Il mistero di Oxford.5. Il necessario e il contingente #storie #dunsscoto

Lunedì, 25 marzo 1308

«…e così – concluse Scoto – quel caso venne risolto e i nostri confratelli consegnati alla giustizia».

«Maestro – chiese lo studente – come si è accorto della presenza della sarabatana?».

«Stavo scrutando attentamente ogni gesto dei miei confratelli e le loro posizioni. Dalla disposizione del nostro caro Filippo, ho compreso la direzione del colpo e il nostro rettore era spuntato proprio da lì insieme ad Iginio, che era andato a chiamarlo subito dopo la loro falsa scaramuccia. Due cose mi insospettirono: la prima la velocità del suo arrivo, la seconda la posizione serrata della mano destra, come se stesse mantenendo qualcosa. Allora ho pensato a quanto mi era stato confidato alcuni giorni prima sul cambio di reggenza e compresi l’abisso in cui l’animo del rettore era caduto».

«Come però dall’invidia si può passare all’omicidio?» – chiese un altro studente.

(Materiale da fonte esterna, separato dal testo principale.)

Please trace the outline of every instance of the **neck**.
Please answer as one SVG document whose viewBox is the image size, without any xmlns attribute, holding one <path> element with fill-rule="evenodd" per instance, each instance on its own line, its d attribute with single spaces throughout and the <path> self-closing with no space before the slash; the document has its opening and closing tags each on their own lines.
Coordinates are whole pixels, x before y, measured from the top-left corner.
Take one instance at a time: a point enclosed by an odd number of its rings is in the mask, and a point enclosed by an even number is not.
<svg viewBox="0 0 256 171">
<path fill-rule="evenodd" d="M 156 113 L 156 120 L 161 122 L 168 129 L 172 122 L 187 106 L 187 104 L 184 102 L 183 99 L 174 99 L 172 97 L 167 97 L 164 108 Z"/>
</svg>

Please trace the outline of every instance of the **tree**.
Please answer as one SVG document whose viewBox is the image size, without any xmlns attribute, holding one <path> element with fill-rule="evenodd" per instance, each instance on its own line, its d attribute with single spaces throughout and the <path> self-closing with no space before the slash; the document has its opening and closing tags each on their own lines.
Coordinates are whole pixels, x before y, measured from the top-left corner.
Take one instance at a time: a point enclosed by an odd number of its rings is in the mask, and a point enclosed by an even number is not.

«L’invidia è una bestia che divora il cuore dell’uomo e tutti noi ne siamo soggetti: dobbiamo cercare di domarla, di lasciar correre i nostri pensieri e regolare il nostro desiderio. Il desiderio, infatti, cresce a dismisura se non obbedisce a qualcosa di superiore. Il rettore ha fatto proprio questo. Ha trasformato il desiderio legittimo di essere una guida nella ragione ultima della sua vita: ha capovolto completamente la scala dei beni. E l’invidia ha divorato il suo cuore. Quando si è reso conto che stava per perdere quello che ormai era la sua ragione di vita, ha pensato di sistemare tutto eliminando Filippo. L’abisso, cari studenti, chiama l’abisso[1]».

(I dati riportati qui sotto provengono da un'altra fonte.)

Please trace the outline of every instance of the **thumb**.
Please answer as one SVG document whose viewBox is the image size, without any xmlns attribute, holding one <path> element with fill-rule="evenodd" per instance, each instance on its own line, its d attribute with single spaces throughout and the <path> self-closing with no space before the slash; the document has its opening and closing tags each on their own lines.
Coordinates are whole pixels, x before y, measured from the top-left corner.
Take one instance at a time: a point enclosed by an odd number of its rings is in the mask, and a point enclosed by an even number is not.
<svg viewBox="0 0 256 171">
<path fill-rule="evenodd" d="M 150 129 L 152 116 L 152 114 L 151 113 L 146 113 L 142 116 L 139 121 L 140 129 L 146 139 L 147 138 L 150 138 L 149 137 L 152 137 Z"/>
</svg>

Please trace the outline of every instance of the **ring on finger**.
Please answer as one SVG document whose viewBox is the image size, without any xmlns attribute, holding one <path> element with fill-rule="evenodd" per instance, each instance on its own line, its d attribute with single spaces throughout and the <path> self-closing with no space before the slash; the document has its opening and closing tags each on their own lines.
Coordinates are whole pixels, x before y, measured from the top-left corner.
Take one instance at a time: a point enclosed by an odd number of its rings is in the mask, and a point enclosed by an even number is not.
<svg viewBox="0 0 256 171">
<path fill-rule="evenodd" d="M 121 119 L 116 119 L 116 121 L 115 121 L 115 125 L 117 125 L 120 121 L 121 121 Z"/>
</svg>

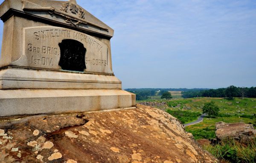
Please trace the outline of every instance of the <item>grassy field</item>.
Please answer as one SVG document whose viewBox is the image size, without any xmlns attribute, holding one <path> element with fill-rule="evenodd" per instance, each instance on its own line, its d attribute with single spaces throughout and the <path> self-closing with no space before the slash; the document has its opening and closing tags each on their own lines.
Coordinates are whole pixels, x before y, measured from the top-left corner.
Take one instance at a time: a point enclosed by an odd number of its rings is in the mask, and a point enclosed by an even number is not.
<svg viewBox="0 0 256 163">
<path fill-rule="evenodd" d="M 167 102 L 167 106 L 159 107 L 172 115 L 187 123 L 197 119 L 195 112 L 202 113 L 204 104 L 213 101 L 220 108 L 219 115 L 215 118 L 205 118 L 199 124 L 186 126 L 186 131 L 192 133 L 196 139 L 215 138 L 215 123 L 222 121 L 226 123 L 244 122 L 253 124 L 256 126 L 256 98 L 235 98 L 228 100 L 223 98 L 199 97 L 180 98 L 166 101 L 151 98 L 147 101 Z M 178 111 L 177 113 L 174 112 Z M 182 113 L 182 112 L 184 112 Z M 191 112 L 189 114 L 189 112 Z"/>
<path fill-rule="evenodd" d="M 195 139 L 215 138 L 215 124 L 221 121 L 228 123 L 244 122 L 252 124 L 256 128 L 255 98 L 244 98 L 243 99 L 235 98 L 228 100 L 223 98 L 199 97 L 167 101 L 160 99 L 160 97 L 152 97 L 146 101 L 166 102 L 166 106 L 158 107 L 165 110 L 183 123 L 196 120 L 202 113 L 202 108 L 204 104 L 214 101 L 220 108 L 219 115 L 217 117 L 214 118 L 206 117 L 203 122 L 186 127 L 186 131 L 192 133 Z M 227 163 L 254 163 L 256 161 L 255 141 L 245 146 L 236 143 L 230 140 L 223 141 L 222 143 L 215 146 L 206 144 L 203 148 L 219 159 L 224 160 L 225 162 Z"/>
</svg>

«Maestro, che cosa possiamo fare per evitare tutto questo?».

«Non bisogna mai confidare sulle sole proprie forze. Quando facciamo filosofia e riflettiamo sui grandi misteri della nostra vita scopriamo tutti i nostri limiti: la nostra esistenza è come un piccolo fiore di campo o come l’erba che – come dice il Salmo – germoglia al mattino, alla sera è falciata e dissecca[2]».

«Cosa vuol dire?».

Le giovani menti erano assetate di conoscenza e molti ancora non riuscivano a capire l’importanza della riflessione filosofica per la vita quotidiana e per la stessa vita dello spirito. Perciò Scoto con pazienza continuò la sua spiegazione.

«Vedete, la filosofia è una sapienza antica e come ogni sapere sapienziale ha un risvolto pratico importantissimo: quando capiamo che la nostra vita, il nostro essere è un essere finito, mi rendo conto di quanto grande debba essere Chi è al Principio di questo essere. Questa consapevolezza ci deve portare a vivere con umiltà la nostra vita, accettando i difetti e cercando di rialzarci dopo essere caduti. La filosofia ci mostra che cos’è necessario e cosa non lo è…».

«Quindi il rettore non ha compreso questo?».

«Esatto. Ha vissuto in un certo momento della sua vita sostituendo il necessario con il contingente».

«Perché ha detto “in un certo momento”, Maestro?».

«Perché, per noi uomini, non c’è nulla di certo e il bene non è mai acquisito del tutto. E soprattutto dobbiamo mostrare misericordia verso gli erranti pur non scusando l’errore. Dobbiamo pregare anche per i nostri confratelli che hanno sbagliato». Tutti annuirono. La lezione terminò con quest’ultimo insegnamento che mostrò ancora una volta la grandezza e l’umiltà di Giovanni Duns Scoto. Da un triste episodio della sua vita riuscì a trarre un prezioso insegnamento per gli studenti.

(continua)


[1] Nel capitolo V: «Abyssus abyssum invocat» è una locuzione latina tratta dalla traduzione della Vulgata del Salmo 42.

[2] Nel capitolo V il riferimento all’erba che germoglia è tratto dal Salmo 89.